The effect of fine-tuning on language model toxicity
Will Hawkins, Brent Mittelstadt, Chris Russell
TL;DR
This study investigates how fine-tuning influences toxicity in open-language models by conducting three experiments across Gemma, Llama, and Phi families. It uses parameter-efficient LoRA-based fine-tuning on non-adversarial data (Dolly) and evaluates toxicity with RealToxicityPrompts-derived metrics, complemented by Bayesian BEST analysis. The results show that instruction-tuning generally reduces toxicity, but subsequent Dolly-tuning and community-tuned variants can cause unpredictable increases or decreases in toxic outputs. The findings advocate for rigorous safety assessments before and after any fine-tuning, and for improved safety documentation in community-tuned releases to prevent unsafe behavior from emerging post-deployment.
Abstract
Fine-tuning language models has become increasingly popular following the proliferation of open models and improvements in cost-effective parameter efficient fine-tuning.

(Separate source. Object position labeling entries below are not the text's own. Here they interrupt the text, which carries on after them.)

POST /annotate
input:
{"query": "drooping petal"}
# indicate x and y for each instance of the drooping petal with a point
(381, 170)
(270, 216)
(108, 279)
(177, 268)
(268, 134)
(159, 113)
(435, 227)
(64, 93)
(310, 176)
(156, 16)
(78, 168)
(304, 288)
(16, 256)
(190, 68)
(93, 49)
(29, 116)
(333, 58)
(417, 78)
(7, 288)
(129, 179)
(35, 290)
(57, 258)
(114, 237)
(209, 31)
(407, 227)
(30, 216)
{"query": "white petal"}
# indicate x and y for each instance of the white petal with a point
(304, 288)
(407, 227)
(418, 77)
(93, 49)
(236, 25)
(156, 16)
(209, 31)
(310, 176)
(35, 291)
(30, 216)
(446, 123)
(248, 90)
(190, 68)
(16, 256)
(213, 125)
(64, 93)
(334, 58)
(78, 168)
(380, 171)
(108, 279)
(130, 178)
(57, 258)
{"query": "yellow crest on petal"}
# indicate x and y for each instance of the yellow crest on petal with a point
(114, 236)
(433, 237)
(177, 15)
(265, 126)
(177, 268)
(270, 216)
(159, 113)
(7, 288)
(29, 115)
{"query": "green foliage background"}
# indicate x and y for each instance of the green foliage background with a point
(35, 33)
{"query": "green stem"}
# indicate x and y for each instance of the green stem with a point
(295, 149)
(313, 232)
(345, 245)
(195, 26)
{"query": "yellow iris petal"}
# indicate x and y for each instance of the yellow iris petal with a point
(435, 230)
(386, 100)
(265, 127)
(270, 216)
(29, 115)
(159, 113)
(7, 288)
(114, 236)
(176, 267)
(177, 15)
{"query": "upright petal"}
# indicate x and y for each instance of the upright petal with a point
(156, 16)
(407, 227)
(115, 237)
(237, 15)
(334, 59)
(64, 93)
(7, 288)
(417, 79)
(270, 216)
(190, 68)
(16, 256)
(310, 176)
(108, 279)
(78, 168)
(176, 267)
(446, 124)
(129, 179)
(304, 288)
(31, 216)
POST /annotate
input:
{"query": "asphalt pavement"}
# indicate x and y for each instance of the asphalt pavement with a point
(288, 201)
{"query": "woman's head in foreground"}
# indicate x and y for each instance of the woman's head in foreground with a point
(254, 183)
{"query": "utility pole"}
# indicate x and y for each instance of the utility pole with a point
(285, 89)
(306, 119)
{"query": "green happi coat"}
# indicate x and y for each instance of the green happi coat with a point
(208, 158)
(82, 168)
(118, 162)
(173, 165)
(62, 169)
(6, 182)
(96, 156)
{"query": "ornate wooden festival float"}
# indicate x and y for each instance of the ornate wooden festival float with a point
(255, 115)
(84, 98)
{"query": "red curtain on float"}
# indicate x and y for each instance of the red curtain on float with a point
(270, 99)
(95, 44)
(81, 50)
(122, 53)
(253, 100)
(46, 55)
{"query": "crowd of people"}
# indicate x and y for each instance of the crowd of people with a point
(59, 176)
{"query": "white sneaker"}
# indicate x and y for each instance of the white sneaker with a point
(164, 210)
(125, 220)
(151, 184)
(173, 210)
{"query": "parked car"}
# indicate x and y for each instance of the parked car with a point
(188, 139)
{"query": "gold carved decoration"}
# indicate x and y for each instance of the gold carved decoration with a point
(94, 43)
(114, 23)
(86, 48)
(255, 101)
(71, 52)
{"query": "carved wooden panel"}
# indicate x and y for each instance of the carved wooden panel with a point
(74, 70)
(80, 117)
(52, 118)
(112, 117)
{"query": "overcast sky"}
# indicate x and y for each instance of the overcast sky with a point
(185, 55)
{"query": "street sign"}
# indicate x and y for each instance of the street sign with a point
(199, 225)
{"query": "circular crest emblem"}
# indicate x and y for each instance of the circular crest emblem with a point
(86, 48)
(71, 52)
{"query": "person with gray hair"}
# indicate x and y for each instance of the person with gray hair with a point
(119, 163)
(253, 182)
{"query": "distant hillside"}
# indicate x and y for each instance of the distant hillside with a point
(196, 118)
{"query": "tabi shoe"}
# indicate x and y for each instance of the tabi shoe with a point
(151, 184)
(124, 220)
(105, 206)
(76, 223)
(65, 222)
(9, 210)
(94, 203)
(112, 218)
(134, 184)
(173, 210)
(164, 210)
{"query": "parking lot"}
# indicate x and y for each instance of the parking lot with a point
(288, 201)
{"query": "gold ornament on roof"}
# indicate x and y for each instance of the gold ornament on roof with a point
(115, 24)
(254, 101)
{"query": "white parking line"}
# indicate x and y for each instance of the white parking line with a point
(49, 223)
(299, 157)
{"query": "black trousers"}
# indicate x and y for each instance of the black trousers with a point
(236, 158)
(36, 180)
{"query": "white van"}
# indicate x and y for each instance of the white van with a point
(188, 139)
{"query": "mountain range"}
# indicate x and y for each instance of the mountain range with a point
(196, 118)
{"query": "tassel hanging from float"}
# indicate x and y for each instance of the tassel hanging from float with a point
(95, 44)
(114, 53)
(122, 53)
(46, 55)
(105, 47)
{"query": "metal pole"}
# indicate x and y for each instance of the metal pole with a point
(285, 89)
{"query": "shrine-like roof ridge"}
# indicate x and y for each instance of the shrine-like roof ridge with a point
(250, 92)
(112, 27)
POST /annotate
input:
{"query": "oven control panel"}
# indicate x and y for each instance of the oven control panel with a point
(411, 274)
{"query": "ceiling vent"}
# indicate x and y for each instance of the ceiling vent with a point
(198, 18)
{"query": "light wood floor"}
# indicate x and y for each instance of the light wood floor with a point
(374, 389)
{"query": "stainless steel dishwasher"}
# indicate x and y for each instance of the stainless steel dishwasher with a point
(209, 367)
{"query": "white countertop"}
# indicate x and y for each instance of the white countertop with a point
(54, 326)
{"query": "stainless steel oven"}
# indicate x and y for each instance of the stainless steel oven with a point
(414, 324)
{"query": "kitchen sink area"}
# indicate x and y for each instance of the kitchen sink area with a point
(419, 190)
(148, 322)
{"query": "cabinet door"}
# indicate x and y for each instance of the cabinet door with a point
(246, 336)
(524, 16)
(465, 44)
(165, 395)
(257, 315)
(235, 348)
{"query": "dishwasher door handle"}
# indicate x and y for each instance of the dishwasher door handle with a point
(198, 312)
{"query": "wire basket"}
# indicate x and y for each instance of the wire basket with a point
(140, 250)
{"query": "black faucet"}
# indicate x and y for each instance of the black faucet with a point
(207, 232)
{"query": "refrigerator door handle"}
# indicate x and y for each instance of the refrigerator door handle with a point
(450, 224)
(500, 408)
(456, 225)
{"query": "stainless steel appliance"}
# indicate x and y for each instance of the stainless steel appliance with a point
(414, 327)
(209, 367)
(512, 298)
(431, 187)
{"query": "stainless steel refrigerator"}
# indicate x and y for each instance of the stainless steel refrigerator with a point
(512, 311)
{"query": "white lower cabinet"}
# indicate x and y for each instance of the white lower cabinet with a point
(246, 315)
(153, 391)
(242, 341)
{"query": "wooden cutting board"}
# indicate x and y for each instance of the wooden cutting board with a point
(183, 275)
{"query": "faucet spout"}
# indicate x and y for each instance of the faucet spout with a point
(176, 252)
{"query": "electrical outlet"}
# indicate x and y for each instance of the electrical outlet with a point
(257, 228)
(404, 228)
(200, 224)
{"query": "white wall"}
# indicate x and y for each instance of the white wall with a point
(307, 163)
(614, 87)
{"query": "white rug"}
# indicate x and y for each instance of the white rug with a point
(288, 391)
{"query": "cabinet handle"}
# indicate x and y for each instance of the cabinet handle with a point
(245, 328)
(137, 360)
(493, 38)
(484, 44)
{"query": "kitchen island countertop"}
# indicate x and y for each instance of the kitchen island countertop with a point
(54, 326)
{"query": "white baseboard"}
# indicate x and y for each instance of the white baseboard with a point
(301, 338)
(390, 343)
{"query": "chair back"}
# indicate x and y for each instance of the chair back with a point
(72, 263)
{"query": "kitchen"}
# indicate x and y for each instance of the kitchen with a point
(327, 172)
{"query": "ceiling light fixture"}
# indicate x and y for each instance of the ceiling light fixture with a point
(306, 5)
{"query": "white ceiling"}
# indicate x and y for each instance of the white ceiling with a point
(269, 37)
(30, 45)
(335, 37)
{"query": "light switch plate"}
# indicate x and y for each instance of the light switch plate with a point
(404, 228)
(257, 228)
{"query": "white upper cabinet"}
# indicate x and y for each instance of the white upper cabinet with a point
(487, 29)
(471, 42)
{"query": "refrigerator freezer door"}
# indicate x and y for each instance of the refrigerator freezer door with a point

However, fine-tuning can influence model properties such as safety. We assess how fine-tuning can impact different open models' propensity to output toxic content. We assess the impacts of fine-tuning Gemma, Llama, and Phi models on toxicity through three experiments. We compare how toxicity is reduced by model developers during instruction-tuning. We show that small amounts of parameter-efficient fine-tuning on developer-tuned models via low-rank adaptation on a non-adversarial dataset can significantly alter these results across models. Finally, we highlight the impact of this in the wild, demonstrating how toxicity rates of models fine-tuned by community contributors can deviate in hard-to-predict ways.